La habitación era vieja, y un leve olor a humedad flotando en el aire. La luz tenue de una lámpara apenas iluminaba el reducido espacio, donde un baño, en mal estado, completaba el cuadro de abandono.
La cama estaba cubierta con una sábana grisácea, áspera al tacto, y el aire tenía un olor leve a humedad. Una pequeña lámpara descansaba sobre la mesita de noche, proyectando un tenue resplandor que iluminaba apenas la cama estrecha, y el escritorio de madera con su silla malograda. Había un pequeño baño al fondo, cuyas baldosas descoloridas por el tiempo, delataban los años de uso.
Con un suspiro, se recostó contra la puerta, sintiendo por primera vez el peso de su propio cuerpo. Lentamente tiró el trapo sucio al suelo, y comenzó a quitarse el traje de combate que había sido su segunda piel durante todo el día. Se quedó con la ropa que llevaba debajo: una camiseta oscura y un pantalón ajustado, ambos pegados a su piel por el sudor. Envolvió el traje con el trapo que usaba antes, ocultando cualquier rastro de su identidad militar.
Fue entonces cuando sintió una punzada aguda en el costado.

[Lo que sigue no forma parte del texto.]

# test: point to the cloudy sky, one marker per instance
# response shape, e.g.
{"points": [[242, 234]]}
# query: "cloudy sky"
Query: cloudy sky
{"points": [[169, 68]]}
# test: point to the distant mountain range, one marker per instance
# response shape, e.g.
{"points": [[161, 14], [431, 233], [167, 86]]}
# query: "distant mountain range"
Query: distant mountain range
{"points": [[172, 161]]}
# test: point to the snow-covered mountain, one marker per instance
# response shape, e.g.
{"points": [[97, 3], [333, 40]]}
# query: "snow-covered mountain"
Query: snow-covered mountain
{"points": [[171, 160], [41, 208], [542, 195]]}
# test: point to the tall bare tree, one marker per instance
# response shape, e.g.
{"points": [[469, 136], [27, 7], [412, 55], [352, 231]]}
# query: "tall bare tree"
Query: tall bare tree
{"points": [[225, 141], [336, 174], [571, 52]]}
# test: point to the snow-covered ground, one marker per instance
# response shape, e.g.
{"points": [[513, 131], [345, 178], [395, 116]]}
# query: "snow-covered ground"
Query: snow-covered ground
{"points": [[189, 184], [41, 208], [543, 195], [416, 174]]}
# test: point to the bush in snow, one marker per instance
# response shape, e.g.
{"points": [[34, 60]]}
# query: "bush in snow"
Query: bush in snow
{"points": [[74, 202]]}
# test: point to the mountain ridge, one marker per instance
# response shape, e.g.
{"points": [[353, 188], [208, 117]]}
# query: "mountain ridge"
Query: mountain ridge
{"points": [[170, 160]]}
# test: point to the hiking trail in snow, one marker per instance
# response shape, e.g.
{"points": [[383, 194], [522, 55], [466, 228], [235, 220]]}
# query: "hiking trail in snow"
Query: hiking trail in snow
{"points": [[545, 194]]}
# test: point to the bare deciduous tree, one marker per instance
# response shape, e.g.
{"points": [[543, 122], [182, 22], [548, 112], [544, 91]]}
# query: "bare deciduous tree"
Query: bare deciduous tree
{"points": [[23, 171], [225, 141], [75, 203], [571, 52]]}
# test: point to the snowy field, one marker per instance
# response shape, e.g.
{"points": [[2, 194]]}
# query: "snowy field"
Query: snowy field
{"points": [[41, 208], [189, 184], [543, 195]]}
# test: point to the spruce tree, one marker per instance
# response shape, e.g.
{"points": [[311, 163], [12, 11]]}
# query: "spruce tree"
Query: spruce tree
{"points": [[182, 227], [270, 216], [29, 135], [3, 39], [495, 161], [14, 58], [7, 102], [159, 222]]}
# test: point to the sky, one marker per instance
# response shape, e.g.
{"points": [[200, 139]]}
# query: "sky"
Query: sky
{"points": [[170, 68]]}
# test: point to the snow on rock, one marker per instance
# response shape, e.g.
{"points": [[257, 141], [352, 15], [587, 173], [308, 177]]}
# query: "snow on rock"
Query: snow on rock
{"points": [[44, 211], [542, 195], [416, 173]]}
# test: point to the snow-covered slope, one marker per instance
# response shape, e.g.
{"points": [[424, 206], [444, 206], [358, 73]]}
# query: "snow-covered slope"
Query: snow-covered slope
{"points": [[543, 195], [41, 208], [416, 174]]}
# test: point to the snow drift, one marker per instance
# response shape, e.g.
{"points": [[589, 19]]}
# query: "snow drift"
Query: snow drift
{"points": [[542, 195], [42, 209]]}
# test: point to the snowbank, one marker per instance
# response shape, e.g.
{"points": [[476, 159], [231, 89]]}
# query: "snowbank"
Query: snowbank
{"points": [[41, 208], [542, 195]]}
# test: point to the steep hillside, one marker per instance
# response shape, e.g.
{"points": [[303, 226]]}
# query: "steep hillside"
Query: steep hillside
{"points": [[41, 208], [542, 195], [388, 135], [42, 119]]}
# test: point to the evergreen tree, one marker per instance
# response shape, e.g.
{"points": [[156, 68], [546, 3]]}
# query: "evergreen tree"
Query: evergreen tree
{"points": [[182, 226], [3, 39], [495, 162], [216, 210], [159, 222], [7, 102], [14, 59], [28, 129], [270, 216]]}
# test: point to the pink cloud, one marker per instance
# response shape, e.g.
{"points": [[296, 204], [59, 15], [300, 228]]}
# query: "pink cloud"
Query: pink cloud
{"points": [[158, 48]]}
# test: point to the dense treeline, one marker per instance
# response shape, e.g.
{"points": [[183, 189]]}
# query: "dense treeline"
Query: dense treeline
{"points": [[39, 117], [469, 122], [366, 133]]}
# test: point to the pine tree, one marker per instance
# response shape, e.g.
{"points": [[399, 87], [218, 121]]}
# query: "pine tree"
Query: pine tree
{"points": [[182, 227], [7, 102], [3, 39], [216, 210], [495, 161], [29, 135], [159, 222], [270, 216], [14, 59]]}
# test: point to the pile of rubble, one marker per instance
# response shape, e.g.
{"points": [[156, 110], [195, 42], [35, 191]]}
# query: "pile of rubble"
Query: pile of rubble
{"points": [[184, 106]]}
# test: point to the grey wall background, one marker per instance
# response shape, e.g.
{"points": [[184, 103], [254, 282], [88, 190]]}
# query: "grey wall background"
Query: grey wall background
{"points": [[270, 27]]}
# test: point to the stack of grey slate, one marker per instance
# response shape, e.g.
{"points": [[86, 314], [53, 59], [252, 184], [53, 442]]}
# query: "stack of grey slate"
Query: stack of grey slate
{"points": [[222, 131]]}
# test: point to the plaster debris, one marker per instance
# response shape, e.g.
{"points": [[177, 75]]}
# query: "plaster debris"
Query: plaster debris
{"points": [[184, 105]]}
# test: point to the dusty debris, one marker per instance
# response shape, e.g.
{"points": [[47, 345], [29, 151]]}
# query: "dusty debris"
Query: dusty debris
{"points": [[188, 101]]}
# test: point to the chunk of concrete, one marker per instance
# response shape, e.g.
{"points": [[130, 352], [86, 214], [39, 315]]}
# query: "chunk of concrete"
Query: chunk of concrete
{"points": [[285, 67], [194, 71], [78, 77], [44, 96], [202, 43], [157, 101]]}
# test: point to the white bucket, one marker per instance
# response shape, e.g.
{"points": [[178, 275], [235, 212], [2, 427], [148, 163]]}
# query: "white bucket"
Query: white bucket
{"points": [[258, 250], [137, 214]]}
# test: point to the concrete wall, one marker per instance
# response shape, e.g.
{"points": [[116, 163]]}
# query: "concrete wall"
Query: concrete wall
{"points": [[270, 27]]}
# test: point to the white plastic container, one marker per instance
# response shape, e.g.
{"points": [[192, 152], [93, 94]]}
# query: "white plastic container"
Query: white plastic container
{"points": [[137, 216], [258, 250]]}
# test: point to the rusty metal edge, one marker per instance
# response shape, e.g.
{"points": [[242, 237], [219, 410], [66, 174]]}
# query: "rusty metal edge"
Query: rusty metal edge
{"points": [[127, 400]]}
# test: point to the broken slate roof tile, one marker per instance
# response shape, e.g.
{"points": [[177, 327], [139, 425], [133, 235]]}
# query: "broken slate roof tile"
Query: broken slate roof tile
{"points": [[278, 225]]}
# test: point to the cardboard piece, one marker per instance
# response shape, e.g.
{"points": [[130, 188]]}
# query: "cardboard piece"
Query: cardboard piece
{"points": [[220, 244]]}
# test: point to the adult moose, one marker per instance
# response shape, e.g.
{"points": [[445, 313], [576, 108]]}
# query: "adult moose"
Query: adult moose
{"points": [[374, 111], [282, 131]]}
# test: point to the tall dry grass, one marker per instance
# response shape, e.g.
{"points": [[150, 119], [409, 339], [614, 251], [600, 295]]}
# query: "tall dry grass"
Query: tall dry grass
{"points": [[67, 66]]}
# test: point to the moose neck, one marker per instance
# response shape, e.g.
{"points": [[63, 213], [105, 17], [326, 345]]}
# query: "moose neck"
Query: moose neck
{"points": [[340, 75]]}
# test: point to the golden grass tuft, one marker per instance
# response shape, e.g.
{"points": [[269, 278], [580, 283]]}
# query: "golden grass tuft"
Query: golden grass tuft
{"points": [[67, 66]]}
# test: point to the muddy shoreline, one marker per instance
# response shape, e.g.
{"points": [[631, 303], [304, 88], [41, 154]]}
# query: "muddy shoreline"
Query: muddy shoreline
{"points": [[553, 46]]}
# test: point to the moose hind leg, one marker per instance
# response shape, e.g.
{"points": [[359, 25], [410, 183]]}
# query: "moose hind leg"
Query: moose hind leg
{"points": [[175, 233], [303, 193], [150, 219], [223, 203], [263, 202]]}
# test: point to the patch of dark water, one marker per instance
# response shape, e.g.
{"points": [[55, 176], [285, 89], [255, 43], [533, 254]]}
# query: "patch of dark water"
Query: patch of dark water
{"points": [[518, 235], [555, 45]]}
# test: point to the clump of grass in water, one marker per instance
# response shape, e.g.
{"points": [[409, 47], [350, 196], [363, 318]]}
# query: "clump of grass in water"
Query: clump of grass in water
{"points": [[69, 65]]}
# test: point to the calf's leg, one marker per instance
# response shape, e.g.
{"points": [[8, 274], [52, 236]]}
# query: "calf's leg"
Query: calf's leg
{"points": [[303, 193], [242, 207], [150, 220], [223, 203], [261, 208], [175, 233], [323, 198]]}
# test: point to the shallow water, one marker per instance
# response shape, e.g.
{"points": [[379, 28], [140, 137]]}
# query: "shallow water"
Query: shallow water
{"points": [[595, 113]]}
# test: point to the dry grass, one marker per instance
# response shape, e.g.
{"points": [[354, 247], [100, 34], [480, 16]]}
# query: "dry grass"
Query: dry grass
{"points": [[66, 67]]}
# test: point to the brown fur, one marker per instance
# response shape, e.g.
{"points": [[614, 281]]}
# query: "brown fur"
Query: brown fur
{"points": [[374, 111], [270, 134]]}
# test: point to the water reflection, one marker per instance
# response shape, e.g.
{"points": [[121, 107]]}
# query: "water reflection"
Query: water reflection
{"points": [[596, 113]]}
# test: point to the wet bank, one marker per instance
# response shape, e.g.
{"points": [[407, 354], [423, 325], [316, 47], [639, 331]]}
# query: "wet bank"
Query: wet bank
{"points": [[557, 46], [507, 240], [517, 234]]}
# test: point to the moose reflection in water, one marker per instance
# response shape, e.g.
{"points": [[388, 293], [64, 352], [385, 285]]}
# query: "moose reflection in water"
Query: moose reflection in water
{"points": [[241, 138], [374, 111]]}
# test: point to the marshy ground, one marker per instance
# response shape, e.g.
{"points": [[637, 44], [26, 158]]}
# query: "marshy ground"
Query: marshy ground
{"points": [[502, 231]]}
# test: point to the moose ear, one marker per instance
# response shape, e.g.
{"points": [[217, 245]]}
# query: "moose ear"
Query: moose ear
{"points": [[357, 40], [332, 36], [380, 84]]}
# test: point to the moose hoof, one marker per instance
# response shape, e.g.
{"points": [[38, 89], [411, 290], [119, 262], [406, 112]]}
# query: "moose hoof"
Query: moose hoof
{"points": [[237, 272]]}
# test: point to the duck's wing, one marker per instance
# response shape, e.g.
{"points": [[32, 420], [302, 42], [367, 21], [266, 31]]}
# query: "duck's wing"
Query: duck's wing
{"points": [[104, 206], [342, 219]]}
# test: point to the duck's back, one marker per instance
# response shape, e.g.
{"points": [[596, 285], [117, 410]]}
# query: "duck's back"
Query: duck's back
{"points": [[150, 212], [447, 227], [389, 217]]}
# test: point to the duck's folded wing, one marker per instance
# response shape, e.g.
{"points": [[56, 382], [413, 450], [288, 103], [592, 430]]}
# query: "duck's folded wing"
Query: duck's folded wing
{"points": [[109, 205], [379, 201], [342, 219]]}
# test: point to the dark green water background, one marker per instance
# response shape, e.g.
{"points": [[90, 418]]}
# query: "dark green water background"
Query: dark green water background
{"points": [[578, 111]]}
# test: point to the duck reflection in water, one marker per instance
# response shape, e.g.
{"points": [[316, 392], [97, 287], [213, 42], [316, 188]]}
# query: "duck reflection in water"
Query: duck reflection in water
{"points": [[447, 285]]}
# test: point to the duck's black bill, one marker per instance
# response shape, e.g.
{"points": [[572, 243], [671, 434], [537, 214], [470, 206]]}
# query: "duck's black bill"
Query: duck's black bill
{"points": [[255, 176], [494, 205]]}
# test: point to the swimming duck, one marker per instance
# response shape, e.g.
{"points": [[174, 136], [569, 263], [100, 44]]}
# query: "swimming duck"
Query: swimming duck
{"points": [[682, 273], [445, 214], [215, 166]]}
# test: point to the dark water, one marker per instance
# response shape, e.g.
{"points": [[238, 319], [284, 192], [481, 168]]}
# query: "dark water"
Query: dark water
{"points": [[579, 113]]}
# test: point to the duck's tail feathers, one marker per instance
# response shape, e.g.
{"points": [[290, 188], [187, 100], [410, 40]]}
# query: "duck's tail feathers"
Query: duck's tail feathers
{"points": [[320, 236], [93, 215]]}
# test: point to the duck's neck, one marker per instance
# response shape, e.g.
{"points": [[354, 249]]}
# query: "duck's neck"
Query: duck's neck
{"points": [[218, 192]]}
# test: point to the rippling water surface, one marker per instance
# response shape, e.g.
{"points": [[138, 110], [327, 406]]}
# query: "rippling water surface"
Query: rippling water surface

Al levantar un poco la camiseta, vio los moretones oscuros que se extendían por su abdomen, marcas del golpe que había recibido. Al tocarse la zona, un dolor agudo le recorrió el cuerpo, indicándole que la costilla fracturada aún estaba lejos de sanar. Los nanobots en su cuerpo habían estabilizado la fractura, pero la herida seguía ahí, latente y recordándole sus limitaciones.